Suga is the first foreign leader to visit the White House since Biden took office, signalling Japan’s (and China’s) centrality in American foreign policy. The visit follows the first ever summit of the Indo-Pacific “Quad” — an effort by the US, India, Japan and Australia to counter China. And the US-Japan joint statement was uttered just days after Biden announced the US withdrawal from Afghanistan, which will enable increased American focus on the Indo-Pacific. To Beijing, the message is loud and clear.
Whether much action will follow this message remains to be seen. It is unclear whether the Quad will have the military will and capacity to confront China. Some analysts advocate strengthening the Quad by co-ordinating defence and security policies, and engaging in exercises to improve military interoperability. Later this year, the Quad plans to hold its first in-person summit.

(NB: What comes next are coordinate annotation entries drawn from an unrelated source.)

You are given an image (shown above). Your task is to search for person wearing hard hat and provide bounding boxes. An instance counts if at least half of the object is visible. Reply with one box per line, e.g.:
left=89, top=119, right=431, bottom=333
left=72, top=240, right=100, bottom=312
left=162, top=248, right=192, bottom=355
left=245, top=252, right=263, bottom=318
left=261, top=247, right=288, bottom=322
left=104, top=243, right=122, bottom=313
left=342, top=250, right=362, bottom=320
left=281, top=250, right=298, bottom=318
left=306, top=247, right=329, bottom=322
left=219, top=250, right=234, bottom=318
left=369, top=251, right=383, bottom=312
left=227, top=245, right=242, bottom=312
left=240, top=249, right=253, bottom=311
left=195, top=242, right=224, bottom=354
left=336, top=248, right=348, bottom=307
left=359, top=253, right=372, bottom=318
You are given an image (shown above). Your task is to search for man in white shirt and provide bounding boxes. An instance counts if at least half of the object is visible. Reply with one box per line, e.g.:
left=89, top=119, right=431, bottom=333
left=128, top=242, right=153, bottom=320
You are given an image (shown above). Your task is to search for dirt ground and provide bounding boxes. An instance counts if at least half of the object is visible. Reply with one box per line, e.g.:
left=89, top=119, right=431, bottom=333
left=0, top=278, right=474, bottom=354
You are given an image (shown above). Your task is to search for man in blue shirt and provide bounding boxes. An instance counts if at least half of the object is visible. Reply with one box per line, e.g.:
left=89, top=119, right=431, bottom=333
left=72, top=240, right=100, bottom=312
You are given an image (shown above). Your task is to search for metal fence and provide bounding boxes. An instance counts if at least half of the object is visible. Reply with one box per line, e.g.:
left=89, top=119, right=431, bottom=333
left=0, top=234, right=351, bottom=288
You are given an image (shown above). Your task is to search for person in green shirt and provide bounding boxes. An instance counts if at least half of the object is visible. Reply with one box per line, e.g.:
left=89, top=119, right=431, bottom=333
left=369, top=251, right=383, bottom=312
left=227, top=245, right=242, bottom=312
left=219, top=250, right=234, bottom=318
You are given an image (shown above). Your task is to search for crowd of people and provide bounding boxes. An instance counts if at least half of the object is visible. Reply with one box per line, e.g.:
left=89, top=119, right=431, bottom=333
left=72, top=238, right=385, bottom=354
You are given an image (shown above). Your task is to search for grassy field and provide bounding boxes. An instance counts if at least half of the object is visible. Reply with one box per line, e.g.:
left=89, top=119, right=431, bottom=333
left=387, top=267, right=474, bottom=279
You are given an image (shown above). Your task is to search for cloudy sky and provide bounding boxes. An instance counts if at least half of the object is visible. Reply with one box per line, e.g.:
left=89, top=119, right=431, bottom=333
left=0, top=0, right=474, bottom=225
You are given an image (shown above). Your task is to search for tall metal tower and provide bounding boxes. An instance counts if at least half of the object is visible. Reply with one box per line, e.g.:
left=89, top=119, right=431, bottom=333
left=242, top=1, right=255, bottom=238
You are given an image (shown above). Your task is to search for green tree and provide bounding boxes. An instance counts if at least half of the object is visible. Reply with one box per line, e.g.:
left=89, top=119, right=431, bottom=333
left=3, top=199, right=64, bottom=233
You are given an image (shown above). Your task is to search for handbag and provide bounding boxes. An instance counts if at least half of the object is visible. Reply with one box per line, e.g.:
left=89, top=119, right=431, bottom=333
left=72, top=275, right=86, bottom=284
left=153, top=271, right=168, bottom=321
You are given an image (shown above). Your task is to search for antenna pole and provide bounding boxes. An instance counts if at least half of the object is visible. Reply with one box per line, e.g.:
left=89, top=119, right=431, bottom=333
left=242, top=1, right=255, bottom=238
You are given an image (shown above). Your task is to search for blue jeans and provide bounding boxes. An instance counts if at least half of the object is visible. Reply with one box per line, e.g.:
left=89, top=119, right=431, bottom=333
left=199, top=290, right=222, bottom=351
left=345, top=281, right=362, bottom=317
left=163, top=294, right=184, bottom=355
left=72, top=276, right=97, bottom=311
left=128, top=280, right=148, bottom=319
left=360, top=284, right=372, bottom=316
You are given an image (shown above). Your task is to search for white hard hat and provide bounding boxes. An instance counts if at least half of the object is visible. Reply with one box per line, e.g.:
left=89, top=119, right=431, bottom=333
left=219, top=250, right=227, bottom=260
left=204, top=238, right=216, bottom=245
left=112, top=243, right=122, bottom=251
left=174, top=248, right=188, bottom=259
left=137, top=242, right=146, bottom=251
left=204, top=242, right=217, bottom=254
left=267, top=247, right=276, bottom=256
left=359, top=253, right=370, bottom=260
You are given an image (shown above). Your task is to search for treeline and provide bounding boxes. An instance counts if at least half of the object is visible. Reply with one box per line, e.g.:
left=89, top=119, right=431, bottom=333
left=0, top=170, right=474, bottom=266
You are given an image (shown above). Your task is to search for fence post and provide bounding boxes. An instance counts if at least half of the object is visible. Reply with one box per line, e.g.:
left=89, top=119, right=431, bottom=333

In the Rose Garden, Suga stated that “the deterrence and response capabilities of our alliance must be strengthened”. He’s right: China’s military build-up — notably in its massive naval and missile expansion — has transformed the military balance in Asia. Defense Secretary Lloyd Austin has ordered a review of the US military posture that could result in more American ships, troops and even long-range missiles in the region.
And what about Japan? The joint statement said that Japan has “resolved to bolster its own national defence capabilities” to further strengthen regional security. But the US has been prodding Japan to do precisely that for decades, and Japan — though watching an unfriendly neighbour building up a vast military in its backyard — has demurred.
Defending Japan, let alone supporting Taiwan, will require Tokyo to make non-subtle increases in defence spending. And it will require Japanese leaders to have a straight conversation with an unenthusiastic public who needs to decide how to answer a growing threat.